MONTH 5 — Databases & Applied ML
CS
- SQL basics
- CRUD operations
- Data modeling basics
Math
- Probability fundamentals
- Random variables
- Mean & variance
- Basic distributions
ML
- Decision Trees
- Overfitting & underfitting
- Cross-validation
Project
Build:
- Python app connected to SQL database
- Decision tree classifier using scikit-learn
Goal:
Move from theory to applied data systems.

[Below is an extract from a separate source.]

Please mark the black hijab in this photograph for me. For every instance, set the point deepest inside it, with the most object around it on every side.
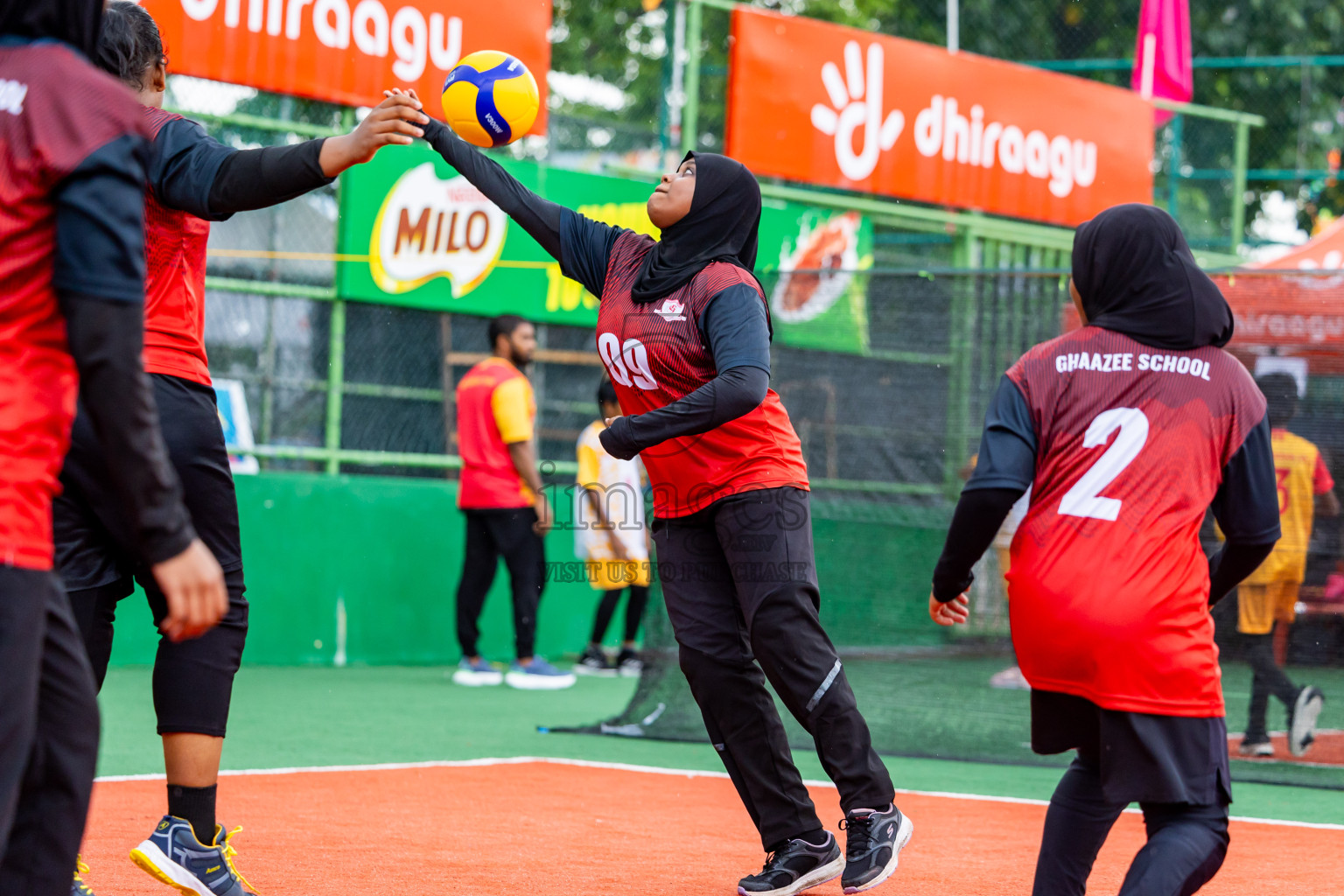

MONTH 6 — Mid-Year Integration
CS
- Refactor older projects
- Clean architecture basics
- Code organization
- Testing basics
Math
- Conditional probability
- Bayes theorem
ML
- Random Forest
- Feature engineering basics
Project
Major project:
- Student performance prediction system
- Data cleaning
- Feature engineering
- Model training
- Evaluation
Goal:
Full ML workflow implemented.
Checkpoint:
You should be able to explain:
- Gradient descent
- Overfitting
- Time complexity
- Basic probability
MONTH 7 — Advanced Algorithms
CS
- Heap
- Priority Queue
- Advanced recursion
- Divide & conquer
Math
- Eigenvalues (intro)
- Eigenvectors (intuition level)
ML
- Regularization (L1, L2)
- Bias-variance tradeoff
Project
Build:
- Heap-based task scheduler
- ML model with regularization comparison
Goal:
Start thinking in optimization terms.
MONTH 8 — Numerical Thinking
CS
- Advanced problem solving
- Coding interview-style problems
- Complexity optimization
Math
- Matrix decomposition intuition
- Linear transformations visualized
ML
- k-Nearest Neighbors
- Distance metrics
Project
Build:
- KNN classifier from scratch
- Compare models performance
Goal:
Comfortable implementing algorithms independently.
MONTH 9 — Real Data Work
CS
- File parsing
- Data pipelines basics
- Modular code structure
Math
- Standard deviation
- Variance deeply
- Statistical intuition
ML
- Data preprocessing
- Normalization
- Handling missing data
Project
End-to-end ML pipeline:
- Load dataset
- Clean data
- Train models
- Compare results
Goal:
Operate like a junior ML engineer.
MONTH 10 — Mini System Design
CS
- Basic system design principles
- API basics
- Modular architecture
Math
- Review & strengthen weak areas
ML
- Hyperparameter tuning
- Grid search
- Cross-validation deeply
Project
Deploy simple ML model as API (Flask/FastAPI)
Goal:
Understand production thinking.
MONTH 11 — Integration & Speed
CS
- Solve 3–4 algorithm problems weekly
- Optimize older code
Math
- Consolidation month
ML
- Ensemble methods
- Compare all models studied
Project
Capstone:
- Full ML system with UI or API
- Clean code
- Documentation
- GitHub portfolio polished
MONTH 12 — Mastery Consolidation
Review:
- All data structures
- All algorithms learned
- All ML models
Major Final Project:
Design something meaningful in your environment in Uganda:
- Agriculture prediction
- Education performance model
- Traffic analysis
- Local business analytics
Make it real.
Document everything.
End of Year 1 Outcome
If executed seriously, you will have:
- Strong Python ability
- Real understanding of algorithms
- Linear algebra & probability foundation
- 8–12 solid projects
- Real ML intuition
- Public GitHub profile on GitHub
- Growing authority on LinkedIn (weekly posts)
This is stronger than most university Year 1 CS students globally.